In the end, what does it cost? Not much. You just need:
2x Raspberry A+
2x 8€ wifi dongles
1x Raspberry camera
1x Some kind of cheap display
Happy to hear your thoughts/rebuild reports :)
See you,
befinitiv.
Replies
If you add pv to your command what speed are you getting? Do:
<your rx command> | pv > /dev/null
Hi guys,
Thanks befinitiv for all the work you've put in here! I have followed your instructions on your wordpress page and setup wifibroadcast on two raspberry A+ boards. My current config uses the TP link 722's. The Pi camera is working fine, and the TX side seems to be running OK. My problem is with the RX side. I just cant get the video to display! I've recompiled the hello video application using the video.c file you provide. I get an error from tv service saying it cant start, error -1, and then I get a bunch of packet dropped messages, no video is displayed. Any clue what I'm doing wrong here? Both my TP-links use the patched drivers you provide.
Thanks!
Hi uttameflight
I think you are almost there :) Could you post us the complete command lines you are using for both tx and rx side?
Hi befinitiv,
Thanks! I've followed all your instructions from here: https://befinitiv.wordpress.com/wifibroadcast-analog-like-transmiss...
On the TX side:
1) clone wifibroadcast
2) patch wifi card firmware
3) Compile wifibroadcast
4) Monitor mode using the 6 commands on your page
The wifi card starts blinking and I see packets being injected on the terminal
On the Rx side:
1) Clone and make wifibroadcast
2) Rebuild hello_video using the video.c file you provide
3) Run the 7 commands on your page
This is what gives me the error followed by some lost packet messages.

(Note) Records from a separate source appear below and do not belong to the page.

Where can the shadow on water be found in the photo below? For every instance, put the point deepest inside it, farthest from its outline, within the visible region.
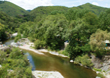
(49, 62)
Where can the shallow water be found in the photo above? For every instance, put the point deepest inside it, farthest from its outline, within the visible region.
(49, 62)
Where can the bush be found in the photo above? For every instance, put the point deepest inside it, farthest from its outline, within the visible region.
(100, 75)
(2, 57)
(16, 53)
(39, 44)
(84, 60)
(31, 39)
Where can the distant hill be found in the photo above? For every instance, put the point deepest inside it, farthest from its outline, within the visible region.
(95, 9)
(45, 10)
(11, 9)
(29, 10)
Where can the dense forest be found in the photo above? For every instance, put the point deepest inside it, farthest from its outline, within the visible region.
(14, 64)
(85, 27)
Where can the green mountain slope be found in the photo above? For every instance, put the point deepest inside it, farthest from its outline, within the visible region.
(95, 9)
(45, 10)
(11, 9)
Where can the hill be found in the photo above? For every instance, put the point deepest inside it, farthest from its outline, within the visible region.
(11, 9)
(45, 10)
(95, 9)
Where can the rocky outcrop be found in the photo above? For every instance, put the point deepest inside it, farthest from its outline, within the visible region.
(103, 63)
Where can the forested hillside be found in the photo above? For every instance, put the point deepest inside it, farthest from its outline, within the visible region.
(93, 8)
(11, 9)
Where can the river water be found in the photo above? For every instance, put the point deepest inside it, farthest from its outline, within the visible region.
(49, 62)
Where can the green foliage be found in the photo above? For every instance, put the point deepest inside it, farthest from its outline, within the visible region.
(97, 69)
(64, 52)
(2, 57)
(93, 8)
(97, 42)
(39, 44)
(84, 60)
(104, 21)
(3, 35)
(14, 66)
(11, 9)
(100, 75)
(46, 10)
(15, 54)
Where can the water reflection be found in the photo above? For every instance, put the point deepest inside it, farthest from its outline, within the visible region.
(30, 60)
(50, 62)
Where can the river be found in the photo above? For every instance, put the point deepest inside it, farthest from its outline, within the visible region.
(49, 62)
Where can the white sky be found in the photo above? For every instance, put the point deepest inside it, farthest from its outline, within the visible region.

I've tested the hello_video after the patch with test.h264 and it works fine.
-Thanks, looking forward to some HD video soon!
Uttam
@uttameflight,
Sorry to butt in but it might be good to first try using the images provided by Tommy Larsen. I'm not sure if they're optimal but I've confirmed they work on my set-up at least as far as displaying images.
hehe, feel free to butt in anytime, Randy! :) Thanks, will look at those images. Do the images contain the complete raspbian OS for tx and the rx?
@uttameflight,
Yes, there are two images, one for tx side and one for rx side.
I accidentally turned off "following" of this thread so missed this question.
I did my flight test today with my IRIS+Navio+WifiBroadcast using Alfa AWUS036NHA adapters with the regular 5db antennas on both tx and rx sides.
I went as far as 280m and although the video was breaking up quite regularly I was getting clear periods as well. The video was dropping out at regular intervals even when the vehicle was just 5m away so I need to look at what's going on there. There are a lot of trees in my area so that was also not helping I suspect.
The good news was the Ublox M8 GPS was fine with very low HDOP. As a precaution I wrapped the RPi camera and ribbon cable in aluminum tape but was still seeing lots of interference during bench testing indoors. Once outdoors however the GPS was a-ok.
Next I plan to add a 3rd wifi adapter and see if "diversity" helps reliability. Also I will start using befinitiv's startup scripts to ensure all the parameters are the same as what he is using and retest latency.